What T Coronae Borealis actually is
T Coronae Borealis is a recurring nova, which means it is not a one-time explosion. It is a white dwarf star pulling material from a nearby red giant until conditions trigger a thermonuclear outburst. According to NASA, there are only five known recurring novas in the Milky Way, which gives us a sense of how unusual this system is.
The pattern here matters. The last major eruption reached Earth in 1946, and historical observations suggest the system brightens roughly once every 80 years on average. That does not make the next outburst easy to predict, though. The white dwarf’s feeding rate changes, the light curve can be messy, and the old records we have are limited.
How bright it could get
Right now, T Coronae Borealis is usually too dim to see without help, sitting around magnitude +10. That is far below naked-eye visibility. If it erupts, it could jump to around magnitude +2, which would put it in the range of easy unaided viewing from a dark enough location.

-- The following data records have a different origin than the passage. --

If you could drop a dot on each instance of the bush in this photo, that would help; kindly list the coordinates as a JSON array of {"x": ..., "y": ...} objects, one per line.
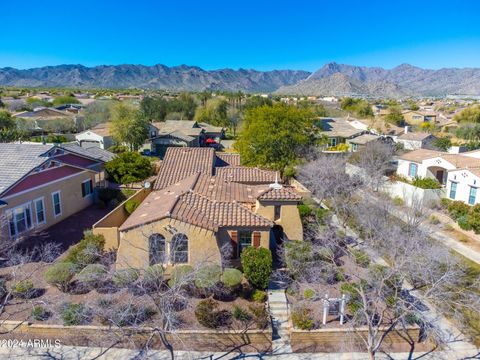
[
  {"x": 304, "y": 211},
  {"x": 74, "y": 314},
  {"x": 92, "y": 274},
  {"x": 361, "y": 258},
  {"x": 257, "y": 266},
  {"x": 208, "y": 276},
  {"x": 302, "y": 318},
  {"x": 426, "y": 183},
  {"x": 260, "y": 315},
  {"x": 39, "y": 313},
  {"x": 60, "y": 275},
  {"x": 434, "y": 220},
  {"x": 87, "y": 251},
  {"x": 298, "y": 257},
  {"x": 180, "y": 274},
  {"x": 131, "y": 205},
  {"x": 240, "y": 314},
  {"x": 232, "y": 277},
  {"x": 23, "y": 288},
  {"x": 259, "y": 296},
  {"x": 128, "y": 167},
  {"x": 153, "y": 276},
  {"x": 125, "y": 277},
  {"x": 207, "y": 314},
  {"x": 397, "y": 200},
  {"x": 309, "y": 293}
]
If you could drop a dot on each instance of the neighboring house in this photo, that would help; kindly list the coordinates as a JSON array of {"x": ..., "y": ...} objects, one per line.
[
  {"x": 182, "y": 133},
  {"x": 415, "y": 140},
  {"x": 458, "y": 173},
  {"x": 418, "y": 117},
  {"x": 41, "y": 184},
  {"x": 193, "y": 214},
  {"x": 39, "y": 117},
  {"x": 353, "y": 132},
  {"x": 99, "y": 136}
]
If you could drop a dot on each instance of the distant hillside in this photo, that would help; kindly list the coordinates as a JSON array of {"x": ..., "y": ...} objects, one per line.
[
  {"x": 403, "y": 80},
  {"x": 182, "y": 77}
]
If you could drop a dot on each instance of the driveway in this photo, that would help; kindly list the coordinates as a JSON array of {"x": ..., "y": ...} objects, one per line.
[{"x": 69, "y": 231}]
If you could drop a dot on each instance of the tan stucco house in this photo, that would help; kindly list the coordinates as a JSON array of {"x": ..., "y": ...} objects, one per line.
[{"x": 193, "y": 214}]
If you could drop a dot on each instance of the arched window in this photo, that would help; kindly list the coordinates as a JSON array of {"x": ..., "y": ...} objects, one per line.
[
  {"x": 179, "y": 248},
  {"x": 156, "y": 244}
]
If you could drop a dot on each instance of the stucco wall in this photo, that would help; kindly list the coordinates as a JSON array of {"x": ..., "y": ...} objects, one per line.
[
  {"x": 70, "y": 197},
  {"x": 289, "y": 217}
]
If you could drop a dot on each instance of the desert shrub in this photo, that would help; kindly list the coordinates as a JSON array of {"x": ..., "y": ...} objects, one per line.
[
  {"x": 128, "y": 315},
  {"x": 60, "y": 275},
  {"x": 207, "y": 276},
  {"x": 23, "y": 288},
  {"x": 207, "y": 314},
  {"x": 125, "y": 277},
  {"x": 87, "y": 251},
  {"x": 397, "y": 200},
  {"x": 259, "y": 296},
  {"x": 153, "y": 276},
  {"x": 360, "y": 257},
  {"x": 74, "y": 314},
  {"x": 426, "y": 183},
  {"x": 298, "y": 257},
  {"x": 232, "y": 277},
  {"x": 464, "y": 223},
  {"x": 92, "y": 274},
  {"x": 304, "y": 211},
  {"x": 457, "y": 209},
  {"x": 309, "y": 293},
  {"x": 302, "y": 318},
  {"x": 39, "y": 313},
  {"x": 240, "y": 314},
  {"x": 433, "y": 220},
  {"x": 259, "y": 314},
  {"x": 180, "y": 275},
  {"x": 257, "y": 266},
  {"x": 131, "y": 205}
]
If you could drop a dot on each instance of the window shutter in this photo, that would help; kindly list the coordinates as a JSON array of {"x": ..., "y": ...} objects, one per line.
[
  {"x": 256, "y": 239},
  {"x": 234, "y": 241}
]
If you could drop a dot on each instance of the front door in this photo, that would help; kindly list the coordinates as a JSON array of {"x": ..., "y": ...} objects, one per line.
[{"x": 439, "y": 176}]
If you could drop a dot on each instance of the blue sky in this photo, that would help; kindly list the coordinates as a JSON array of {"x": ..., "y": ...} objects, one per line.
[{"x": 264, "y": 35}]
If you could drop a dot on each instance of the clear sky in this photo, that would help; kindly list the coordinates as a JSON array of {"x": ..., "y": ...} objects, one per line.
[{"x": 264, "y": 35}]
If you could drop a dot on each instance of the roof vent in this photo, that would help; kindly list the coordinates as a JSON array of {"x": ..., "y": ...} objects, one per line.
[{"x": 276, "y": 185}]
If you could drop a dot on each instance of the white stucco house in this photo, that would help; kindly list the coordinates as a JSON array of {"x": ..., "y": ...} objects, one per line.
[
  {"x": 98, "y": 136},
  {"x": 459, "y": 174}
]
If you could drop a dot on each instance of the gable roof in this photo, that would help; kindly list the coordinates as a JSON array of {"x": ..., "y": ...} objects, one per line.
[
  {"x": 181, "y": 162},
  {"x": 18, "y": 160}
]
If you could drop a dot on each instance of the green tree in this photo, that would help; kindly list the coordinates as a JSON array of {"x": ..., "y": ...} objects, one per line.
[
  {"x": 62, "y": 100},
  {"x": 129, "y": 167},
  {"x": 128, "y": 126},
  {"x": 394, "y": 116},
  {"x": 6, "y": 120},
  {"x": 214, "y": 113},
  {"x": 272, "y": 136},
  {"x": 470, "y": 114}
]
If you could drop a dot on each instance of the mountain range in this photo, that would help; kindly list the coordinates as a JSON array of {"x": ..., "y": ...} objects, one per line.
[{"x": 331, "y": 79}]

That kind of change is why people are paying attention. The star system could briefly shine at roughly the same level as Polaris, the North Star. In skywatching terms, that is a big deal, even if the bright phase does not last long.
| Stage | Approximate brightness | What it means for us |
|---|---|---|
| Normal state | Magnitude +10 | Too faint for naked-eye viewing |
| Nova outburst | Magnitude +2 | Potentially visible without optics |
| Visibility window | Under a week | Short-lived chance to watch it |
Where to look in the sky
T Coronae Borealis sits near Corona Borealis, the Northern Crown, between Bootes and Hercules after sunset in early summer. That gives us a decent starting point, but not a perfect one, because the Blaze Star is faint until it flares.
The practical advice is simple. Use the semicircle of stars in Corona Borealis as your guide, find Epsilon Coronae Borealis, and then sweep about one degree to the lower right. That is where T Coronae Borealis should be hiding. A small telescope or a pair of 10×50 binoculars will help before any outburst makes it obvious to the naked eye.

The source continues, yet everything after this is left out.